1 Reply Latest reply on Jan 20, 2010 8:40 AM by rainysky

    What is the proper way to use multiple GPUs in single thread

    rainysky

      Does anyone have experience of using multiple GPUs in single thread?
      We got problem when using multiple GPUs concurrently.

      This is what I do:

      1. Prepare input data for GPU #0 with calResMap/calResUnmap
      2. Prepare input data for GPU #1 with calResMap/calResUnmap
      3. Use calCtxRunProgram to start the program on GPU #0
      4. Use calCtxRunProgram to start the program on GPU #1
      5. Use calCtxIsEventDone to wait program on GPU #0 to finish
      6. Use calCtxIsEventDone to wait program on GPU #1 to finish
      7. Read output data from GPU #0 with calResMap/calResUnmap
      8. Read output data from GPU #1 with calResMap/calResUnmap

      Both GPUs are same type and I equally divide the load to two GPUs. The prgoram need 2 seconds to finish.
      In step 5, it takes calCtxIsEventDone 2 seconds to complete.

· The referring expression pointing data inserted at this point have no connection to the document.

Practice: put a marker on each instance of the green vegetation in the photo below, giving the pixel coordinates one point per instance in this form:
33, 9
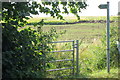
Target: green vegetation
70, 19
23, 50
93, 47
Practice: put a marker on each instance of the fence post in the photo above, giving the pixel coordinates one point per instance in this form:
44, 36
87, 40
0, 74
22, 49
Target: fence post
77, 57
73, 56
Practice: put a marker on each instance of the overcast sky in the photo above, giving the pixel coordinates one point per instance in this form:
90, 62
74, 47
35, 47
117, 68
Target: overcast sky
93, 10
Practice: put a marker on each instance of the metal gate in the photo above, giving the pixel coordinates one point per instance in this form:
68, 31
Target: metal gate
63, 66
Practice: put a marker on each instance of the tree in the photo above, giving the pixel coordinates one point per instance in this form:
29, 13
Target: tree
23, 50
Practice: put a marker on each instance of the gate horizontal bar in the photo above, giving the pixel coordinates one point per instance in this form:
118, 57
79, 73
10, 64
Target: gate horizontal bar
61, 51
62, 41
61, 60
60, 69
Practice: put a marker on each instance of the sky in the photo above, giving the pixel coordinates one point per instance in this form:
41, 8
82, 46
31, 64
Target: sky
93, 10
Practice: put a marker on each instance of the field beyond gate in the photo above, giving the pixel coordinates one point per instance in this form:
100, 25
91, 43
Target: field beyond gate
62, 63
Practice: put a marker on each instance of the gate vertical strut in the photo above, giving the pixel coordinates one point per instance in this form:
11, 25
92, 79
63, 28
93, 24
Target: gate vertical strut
77, 57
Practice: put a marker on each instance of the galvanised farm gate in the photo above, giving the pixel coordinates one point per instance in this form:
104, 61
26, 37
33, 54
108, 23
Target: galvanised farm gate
63, 63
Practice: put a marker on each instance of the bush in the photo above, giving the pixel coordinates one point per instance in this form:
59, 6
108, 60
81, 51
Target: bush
23, 51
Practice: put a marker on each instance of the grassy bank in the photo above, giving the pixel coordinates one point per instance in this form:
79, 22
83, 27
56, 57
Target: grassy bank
91, 50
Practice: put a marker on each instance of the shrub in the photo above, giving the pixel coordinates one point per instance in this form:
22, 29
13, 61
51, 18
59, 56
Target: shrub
23, 51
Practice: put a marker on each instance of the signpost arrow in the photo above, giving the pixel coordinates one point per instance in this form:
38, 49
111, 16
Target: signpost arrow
106, 6
103, 6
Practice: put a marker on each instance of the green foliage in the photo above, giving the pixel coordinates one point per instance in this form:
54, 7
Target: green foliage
24, 50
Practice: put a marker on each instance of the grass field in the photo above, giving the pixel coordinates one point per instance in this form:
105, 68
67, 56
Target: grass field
90, 34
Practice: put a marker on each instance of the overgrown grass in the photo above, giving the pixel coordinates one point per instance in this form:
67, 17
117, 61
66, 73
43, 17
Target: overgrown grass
72, 19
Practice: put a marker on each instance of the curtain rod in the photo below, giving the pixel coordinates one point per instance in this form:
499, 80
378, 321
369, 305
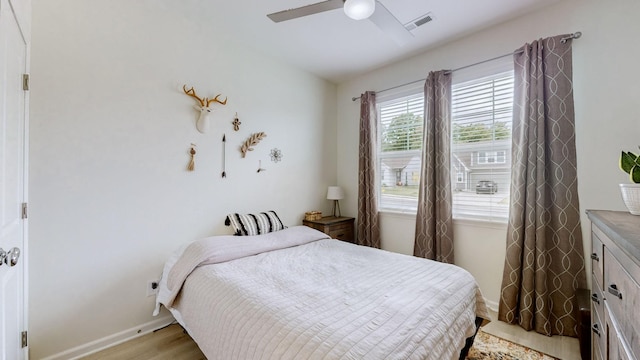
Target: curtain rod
575, 35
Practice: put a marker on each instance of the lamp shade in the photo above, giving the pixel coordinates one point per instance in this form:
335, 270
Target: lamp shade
359, 9
335, 193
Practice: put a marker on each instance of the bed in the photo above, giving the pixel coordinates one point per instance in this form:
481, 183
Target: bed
297, 294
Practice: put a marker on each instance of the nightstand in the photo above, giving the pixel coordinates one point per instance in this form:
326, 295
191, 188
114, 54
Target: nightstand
341, 228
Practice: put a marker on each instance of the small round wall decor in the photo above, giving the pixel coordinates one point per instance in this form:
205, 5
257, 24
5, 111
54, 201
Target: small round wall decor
276, 155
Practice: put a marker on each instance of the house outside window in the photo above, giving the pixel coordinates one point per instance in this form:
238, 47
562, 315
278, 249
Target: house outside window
481, 111
399, 151
491, 157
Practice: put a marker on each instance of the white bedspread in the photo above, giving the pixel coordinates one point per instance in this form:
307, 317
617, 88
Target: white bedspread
299, 295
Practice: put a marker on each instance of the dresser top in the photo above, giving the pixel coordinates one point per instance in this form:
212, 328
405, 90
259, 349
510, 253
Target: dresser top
621, 227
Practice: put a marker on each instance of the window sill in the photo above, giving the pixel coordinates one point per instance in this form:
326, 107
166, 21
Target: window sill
470, 222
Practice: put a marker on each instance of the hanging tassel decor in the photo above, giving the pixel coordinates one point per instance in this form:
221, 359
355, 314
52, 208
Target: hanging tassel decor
192, 163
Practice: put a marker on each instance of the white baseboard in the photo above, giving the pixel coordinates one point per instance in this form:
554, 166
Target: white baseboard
111, 340
123, 336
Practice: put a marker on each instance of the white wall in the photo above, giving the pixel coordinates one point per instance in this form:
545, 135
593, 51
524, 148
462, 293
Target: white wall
606, 87
110, 196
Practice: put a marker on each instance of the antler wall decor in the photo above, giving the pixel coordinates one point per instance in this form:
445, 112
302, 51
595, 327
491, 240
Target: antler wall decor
253, 140
204, 107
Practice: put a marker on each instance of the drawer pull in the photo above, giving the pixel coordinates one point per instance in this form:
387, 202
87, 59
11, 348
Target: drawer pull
613, 290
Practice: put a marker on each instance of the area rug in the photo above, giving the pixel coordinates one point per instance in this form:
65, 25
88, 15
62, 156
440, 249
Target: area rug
489, 347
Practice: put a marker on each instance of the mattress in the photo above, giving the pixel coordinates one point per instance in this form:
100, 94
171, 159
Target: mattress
296, 294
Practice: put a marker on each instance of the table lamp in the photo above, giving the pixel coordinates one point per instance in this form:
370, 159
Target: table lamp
335, 193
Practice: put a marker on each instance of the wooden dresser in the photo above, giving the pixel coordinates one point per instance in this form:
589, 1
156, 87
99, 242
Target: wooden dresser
341, 228
615, 299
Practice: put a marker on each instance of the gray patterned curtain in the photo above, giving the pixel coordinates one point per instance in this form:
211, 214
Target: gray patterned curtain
544, 264
434, 222
368, 233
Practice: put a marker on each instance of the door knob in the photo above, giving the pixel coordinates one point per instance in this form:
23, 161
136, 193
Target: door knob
3, 256
12, 256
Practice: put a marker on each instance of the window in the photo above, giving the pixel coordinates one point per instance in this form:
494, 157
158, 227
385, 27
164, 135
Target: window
481, 112
491, 157
399, 152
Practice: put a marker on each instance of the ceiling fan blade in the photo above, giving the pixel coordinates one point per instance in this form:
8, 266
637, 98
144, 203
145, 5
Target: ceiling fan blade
391, 26
306, 10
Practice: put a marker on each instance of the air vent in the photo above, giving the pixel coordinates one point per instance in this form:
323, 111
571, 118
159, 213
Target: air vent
414, 24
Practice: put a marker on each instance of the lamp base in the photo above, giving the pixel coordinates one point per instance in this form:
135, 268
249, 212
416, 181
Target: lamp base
336, 204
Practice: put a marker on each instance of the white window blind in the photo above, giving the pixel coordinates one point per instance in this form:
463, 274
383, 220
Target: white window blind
399, 152
481, 147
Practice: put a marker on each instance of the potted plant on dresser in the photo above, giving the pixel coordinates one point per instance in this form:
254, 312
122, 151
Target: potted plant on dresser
630, 163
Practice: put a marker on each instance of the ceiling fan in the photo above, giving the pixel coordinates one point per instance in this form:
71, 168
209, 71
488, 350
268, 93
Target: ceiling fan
355, 9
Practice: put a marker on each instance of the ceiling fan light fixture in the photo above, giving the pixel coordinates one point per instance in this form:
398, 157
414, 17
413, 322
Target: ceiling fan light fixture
359, 9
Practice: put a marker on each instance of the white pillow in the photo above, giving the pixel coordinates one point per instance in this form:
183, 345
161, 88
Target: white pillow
254, 224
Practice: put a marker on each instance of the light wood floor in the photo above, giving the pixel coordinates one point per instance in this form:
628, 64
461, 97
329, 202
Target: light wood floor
562, 347
172, 343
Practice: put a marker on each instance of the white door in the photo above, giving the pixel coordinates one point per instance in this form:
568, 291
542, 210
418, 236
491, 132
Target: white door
13, 64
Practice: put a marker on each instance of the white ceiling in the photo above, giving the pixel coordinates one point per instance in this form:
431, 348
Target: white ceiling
333, 46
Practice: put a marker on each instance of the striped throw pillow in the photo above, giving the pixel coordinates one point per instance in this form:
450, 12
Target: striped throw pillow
254, 224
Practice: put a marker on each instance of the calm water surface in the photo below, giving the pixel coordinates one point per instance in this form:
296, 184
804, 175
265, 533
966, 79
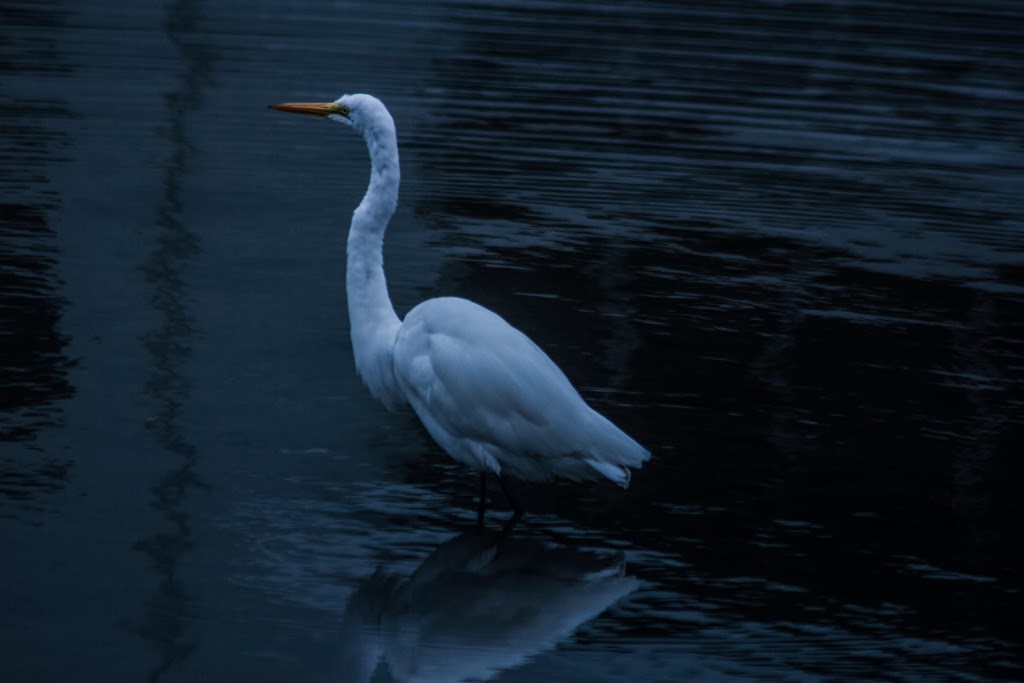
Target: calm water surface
780, 244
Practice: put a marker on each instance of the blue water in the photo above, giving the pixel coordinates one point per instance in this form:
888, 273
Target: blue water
779, 244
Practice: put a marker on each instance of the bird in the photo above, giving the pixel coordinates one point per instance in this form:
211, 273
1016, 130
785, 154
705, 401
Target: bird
486, 394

That is fine.
      In step 6, the second calCtxIsEventDone also takes 2 seconds. But I am expecting the second calCtxIsEventDone to takes almost no time if both GPUs run concurrently.

      Any help?

        • What is the proper way to use multiple GPUs in single thread
          rainysky

          I solved the problem myself.

          In "ATI Stream Computing User Guide":
          For improved performance, calCtxRunProgram does not immediately
          dispatch the program for execution on the stream processor. To force the
          dispatch, the application must call calCtxIsEventDone and calCtxFlush on
          the corresponding event.

          So I have to call calCtxIsEventDone and calCtxFlush before the program will actually start.